Sendo, pois declarada inexistente a relação contratual, o autor merece ser indenizado pelos danos morais, que neste caso são in re ipsa, além da devolução em dobro da quantia que fora indevidamente descontada do seu benefício previdenciário, conforme o art. 42, parágrafo único do CDC, in verbis:
Art. 42. (...)
Parágrafo único.
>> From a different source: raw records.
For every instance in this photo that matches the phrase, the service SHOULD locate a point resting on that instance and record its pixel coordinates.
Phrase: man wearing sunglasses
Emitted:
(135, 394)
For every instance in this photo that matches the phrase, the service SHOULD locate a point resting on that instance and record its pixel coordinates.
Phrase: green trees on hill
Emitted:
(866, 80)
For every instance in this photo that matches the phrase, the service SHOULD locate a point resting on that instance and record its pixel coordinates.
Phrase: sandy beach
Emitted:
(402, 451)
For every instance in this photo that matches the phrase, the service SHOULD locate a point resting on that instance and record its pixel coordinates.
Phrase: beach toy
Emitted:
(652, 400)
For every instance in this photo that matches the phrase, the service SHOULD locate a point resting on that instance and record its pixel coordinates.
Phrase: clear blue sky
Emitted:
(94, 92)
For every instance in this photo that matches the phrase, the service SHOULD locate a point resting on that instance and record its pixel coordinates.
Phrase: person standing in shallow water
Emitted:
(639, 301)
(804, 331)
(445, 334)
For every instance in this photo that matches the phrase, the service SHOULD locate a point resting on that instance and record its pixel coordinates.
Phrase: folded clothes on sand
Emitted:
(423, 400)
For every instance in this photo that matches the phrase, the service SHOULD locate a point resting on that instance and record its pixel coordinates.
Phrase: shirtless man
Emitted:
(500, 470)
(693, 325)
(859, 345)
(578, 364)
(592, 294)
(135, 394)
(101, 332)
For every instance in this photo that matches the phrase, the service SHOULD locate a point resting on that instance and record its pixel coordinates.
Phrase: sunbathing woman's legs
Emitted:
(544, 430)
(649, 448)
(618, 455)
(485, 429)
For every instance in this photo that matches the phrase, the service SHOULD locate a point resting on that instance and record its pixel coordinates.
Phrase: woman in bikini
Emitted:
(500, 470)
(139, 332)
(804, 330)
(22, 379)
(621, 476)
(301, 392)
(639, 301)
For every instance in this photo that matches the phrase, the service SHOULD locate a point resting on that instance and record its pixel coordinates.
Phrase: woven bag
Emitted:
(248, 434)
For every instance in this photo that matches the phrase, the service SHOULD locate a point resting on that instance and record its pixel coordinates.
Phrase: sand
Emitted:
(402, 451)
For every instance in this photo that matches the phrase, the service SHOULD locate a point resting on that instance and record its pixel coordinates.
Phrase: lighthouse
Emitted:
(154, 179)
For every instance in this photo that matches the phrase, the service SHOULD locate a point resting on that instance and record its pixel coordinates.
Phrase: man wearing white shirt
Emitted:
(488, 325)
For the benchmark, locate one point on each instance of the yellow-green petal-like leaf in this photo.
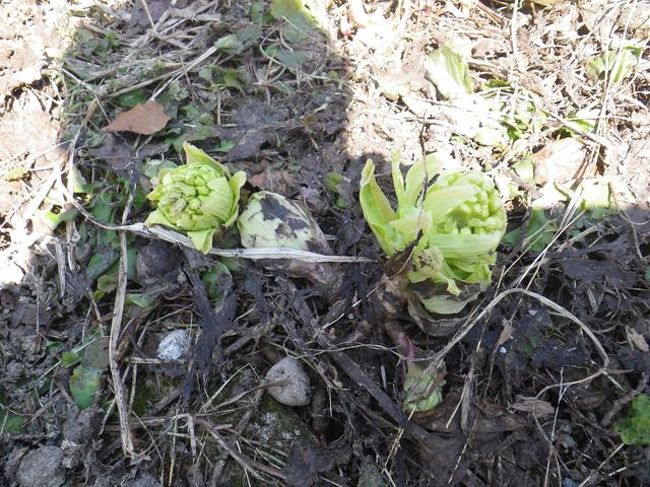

O consumidor cobrado em quantia indevida tem direito à repetição do indébito, por valor igual ao dobro do que pagou em excesso, acrescido de correção monetária e juros legais, salvo hipótese de engano justificável.
A Corte Superior de Justiça consolidou entendimento de que “a devolução em dobro dos valores pagos pelo consumidor pressupõe a existência de pagamento indevido e a má-fé do credor” (STJ, AgInt no REsp 1502471/RS, Rel. Ministro ANTONIO CARLOS FERREIRA, QUARTA TURMA, julgado em 29/10/2019, DJe 05/11/2019).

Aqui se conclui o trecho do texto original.